Overview
Early impressions of Live A Little paint a picture of a bizarre, minimalist text adventure that oscillates between absurdist humor and frustrating design. This obscure title from Nat’s Software tasks players with inhabiting another person’s life for a single day, promising unlimited freedom in a world without consequences. Yet beneath its quirky premise lies an experience that struggles to maintain engagement beyond its novelty, delivering sporadic amusement overshadowed by baffling design choices and technical limitations.
Fleeting Amusement in a Bare-Bones Package
Live A Little’s core appeal lies in its unrestrained absurdity, allowing players to perform ridiculous actions like shouting "Llamas" before breakfast or stealing a tank. These moments of unexpected humor occasionally land effectively, with players citing workplace antics like kicking customers as genuine highlights. The complete lack of graphics or sound focuses all attention on the text-based interactions, creating a stark but intentionally minimalist framework where imagination fuels the experience.
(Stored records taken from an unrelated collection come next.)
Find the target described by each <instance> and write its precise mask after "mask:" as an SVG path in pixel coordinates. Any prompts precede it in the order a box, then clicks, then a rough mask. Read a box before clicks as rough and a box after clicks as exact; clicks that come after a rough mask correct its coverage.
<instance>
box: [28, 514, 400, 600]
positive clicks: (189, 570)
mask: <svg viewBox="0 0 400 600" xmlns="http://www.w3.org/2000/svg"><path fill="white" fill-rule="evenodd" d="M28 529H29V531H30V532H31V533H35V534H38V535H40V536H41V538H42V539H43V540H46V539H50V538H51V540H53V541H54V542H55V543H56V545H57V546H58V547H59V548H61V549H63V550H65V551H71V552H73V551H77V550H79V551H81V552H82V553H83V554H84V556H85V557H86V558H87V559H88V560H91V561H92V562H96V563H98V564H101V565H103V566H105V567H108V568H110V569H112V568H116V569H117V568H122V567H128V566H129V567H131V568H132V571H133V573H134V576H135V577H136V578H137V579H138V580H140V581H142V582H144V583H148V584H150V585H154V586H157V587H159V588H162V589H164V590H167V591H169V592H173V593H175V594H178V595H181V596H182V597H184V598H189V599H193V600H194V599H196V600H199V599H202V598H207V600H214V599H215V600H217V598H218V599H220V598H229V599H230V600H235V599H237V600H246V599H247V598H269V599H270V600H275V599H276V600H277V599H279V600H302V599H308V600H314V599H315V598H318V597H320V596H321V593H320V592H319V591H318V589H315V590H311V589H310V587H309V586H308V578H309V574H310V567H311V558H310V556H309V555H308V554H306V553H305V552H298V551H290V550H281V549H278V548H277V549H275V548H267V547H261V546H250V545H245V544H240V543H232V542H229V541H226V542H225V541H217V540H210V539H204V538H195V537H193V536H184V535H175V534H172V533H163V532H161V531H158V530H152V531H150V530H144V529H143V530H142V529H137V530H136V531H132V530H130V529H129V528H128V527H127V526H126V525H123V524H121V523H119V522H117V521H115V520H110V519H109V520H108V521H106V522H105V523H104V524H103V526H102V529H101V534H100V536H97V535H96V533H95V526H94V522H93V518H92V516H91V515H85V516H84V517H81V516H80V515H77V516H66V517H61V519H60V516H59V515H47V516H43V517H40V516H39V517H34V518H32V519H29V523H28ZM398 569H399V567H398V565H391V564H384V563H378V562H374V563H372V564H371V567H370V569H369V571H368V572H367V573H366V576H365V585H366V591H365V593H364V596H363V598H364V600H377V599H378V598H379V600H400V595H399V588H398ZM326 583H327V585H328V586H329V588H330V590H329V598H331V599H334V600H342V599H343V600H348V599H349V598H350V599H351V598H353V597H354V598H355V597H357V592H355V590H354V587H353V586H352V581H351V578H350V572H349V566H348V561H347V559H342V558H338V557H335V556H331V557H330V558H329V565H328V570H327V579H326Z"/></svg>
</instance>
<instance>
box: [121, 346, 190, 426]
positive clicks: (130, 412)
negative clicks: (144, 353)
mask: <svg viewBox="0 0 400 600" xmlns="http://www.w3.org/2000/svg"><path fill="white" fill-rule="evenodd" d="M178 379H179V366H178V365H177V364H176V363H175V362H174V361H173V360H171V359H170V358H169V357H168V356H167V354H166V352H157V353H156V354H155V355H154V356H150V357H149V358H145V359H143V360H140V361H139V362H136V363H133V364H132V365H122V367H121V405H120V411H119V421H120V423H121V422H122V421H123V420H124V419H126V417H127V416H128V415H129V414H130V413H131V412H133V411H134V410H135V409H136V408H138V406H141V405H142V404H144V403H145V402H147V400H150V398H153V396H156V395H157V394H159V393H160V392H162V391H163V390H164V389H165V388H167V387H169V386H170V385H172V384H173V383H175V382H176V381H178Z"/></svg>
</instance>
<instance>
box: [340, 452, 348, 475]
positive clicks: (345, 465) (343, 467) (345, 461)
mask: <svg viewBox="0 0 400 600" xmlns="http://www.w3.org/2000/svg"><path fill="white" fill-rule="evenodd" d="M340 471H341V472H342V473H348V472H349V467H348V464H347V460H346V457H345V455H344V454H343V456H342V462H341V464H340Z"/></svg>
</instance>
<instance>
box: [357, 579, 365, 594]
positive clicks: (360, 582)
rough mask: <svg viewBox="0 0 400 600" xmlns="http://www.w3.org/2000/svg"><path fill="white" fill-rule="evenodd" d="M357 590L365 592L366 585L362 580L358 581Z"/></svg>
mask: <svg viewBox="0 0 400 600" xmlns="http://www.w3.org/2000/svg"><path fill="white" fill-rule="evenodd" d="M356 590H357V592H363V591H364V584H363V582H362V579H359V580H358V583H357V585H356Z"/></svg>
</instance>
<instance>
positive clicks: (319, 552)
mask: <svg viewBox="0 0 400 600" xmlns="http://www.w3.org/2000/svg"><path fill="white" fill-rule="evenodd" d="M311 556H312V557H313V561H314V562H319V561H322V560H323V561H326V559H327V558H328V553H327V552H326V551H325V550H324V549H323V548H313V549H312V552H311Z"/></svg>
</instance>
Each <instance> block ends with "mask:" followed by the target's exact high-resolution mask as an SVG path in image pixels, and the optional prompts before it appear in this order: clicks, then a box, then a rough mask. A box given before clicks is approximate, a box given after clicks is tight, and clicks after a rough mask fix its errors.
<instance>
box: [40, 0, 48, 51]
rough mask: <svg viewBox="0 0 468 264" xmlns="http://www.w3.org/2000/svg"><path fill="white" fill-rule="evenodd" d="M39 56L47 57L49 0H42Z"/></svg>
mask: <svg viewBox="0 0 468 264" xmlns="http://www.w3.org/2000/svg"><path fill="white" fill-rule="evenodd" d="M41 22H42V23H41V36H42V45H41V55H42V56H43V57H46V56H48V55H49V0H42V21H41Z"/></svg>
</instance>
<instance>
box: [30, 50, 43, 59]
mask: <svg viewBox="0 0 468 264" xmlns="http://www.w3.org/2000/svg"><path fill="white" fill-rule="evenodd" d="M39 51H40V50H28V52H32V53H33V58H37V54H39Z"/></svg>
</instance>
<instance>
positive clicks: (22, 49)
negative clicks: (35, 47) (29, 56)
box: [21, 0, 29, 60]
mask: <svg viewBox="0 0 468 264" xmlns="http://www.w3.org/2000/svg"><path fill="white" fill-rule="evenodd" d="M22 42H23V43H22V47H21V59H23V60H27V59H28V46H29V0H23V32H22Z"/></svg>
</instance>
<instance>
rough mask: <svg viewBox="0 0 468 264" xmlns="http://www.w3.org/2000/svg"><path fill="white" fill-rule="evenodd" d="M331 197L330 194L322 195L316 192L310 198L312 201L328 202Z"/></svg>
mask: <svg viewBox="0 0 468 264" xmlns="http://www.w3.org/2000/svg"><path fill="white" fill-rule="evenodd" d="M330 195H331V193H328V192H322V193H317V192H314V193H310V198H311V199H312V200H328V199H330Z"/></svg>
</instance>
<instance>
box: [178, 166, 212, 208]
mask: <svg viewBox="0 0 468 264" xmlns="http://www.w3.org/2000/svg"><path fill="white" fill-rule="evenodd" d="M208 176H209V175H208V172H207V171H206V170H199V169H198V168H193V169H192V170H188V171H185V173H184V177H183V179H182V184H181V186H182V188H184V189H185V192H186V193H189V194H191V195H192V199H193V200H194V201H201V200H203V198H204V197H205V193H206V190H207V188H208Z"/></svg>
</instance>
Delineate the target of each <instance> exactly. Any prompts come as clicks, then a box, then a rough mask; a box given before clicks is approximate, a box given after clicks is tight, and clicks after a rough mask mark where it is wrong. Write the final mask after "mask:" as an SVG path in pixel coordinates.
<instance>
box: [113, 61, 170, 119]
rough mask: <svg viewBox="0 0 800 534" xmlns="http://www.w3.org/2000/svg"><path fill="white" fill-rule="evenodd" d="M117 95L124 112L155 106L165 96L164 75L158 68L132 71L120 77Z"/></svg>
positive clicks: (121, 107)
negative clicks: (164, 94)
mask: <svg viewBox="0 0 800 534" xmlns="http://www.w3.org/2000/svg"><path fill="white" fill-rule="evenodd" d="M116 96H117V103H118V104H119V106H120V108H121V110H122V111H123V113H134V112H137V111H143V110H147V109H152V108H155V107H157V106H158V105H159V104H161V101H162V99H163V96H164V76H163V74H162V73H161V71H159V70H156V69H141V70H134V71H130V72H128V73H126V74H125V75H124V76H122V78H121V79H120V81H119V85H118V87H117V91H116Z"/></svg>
Kicking a customer at work provides a moment of absurd fun, but selling a car for $50 makes you drunk and forces you to quit the game.
Gohst
However, these bright spots are undermined by perplexing design flaws. Actions that seem innocuous—like selling a car for $50—trigger unavoidable game-ending consequences, abruptly halting playthroughs without warning. This lack of internal logic transforms the promised freedom into a minefield of unpredictable punishments, turning experimental gameplay into frustration. The absence of clear goals or feedback compounds this issue, leaving players guessing which choices might derail their session. While the game's strangeness initially charms, its refusal to establish consistent rules ultimately sabotages its comedic potential.
Replay value appears minimal despite the premise's theoretical potential for varied experiences. Most players report exhausting the game's possibilities within an hour, with the only tangible reward being a cryptic credit screen. The title's historical status as a near-lost artifact adds anthropological curiosity but little gameplay incentive, functioning more as a digital museum piece than a compelling interactive experience.
It's a pretty decent game, kept me amused for about an hour.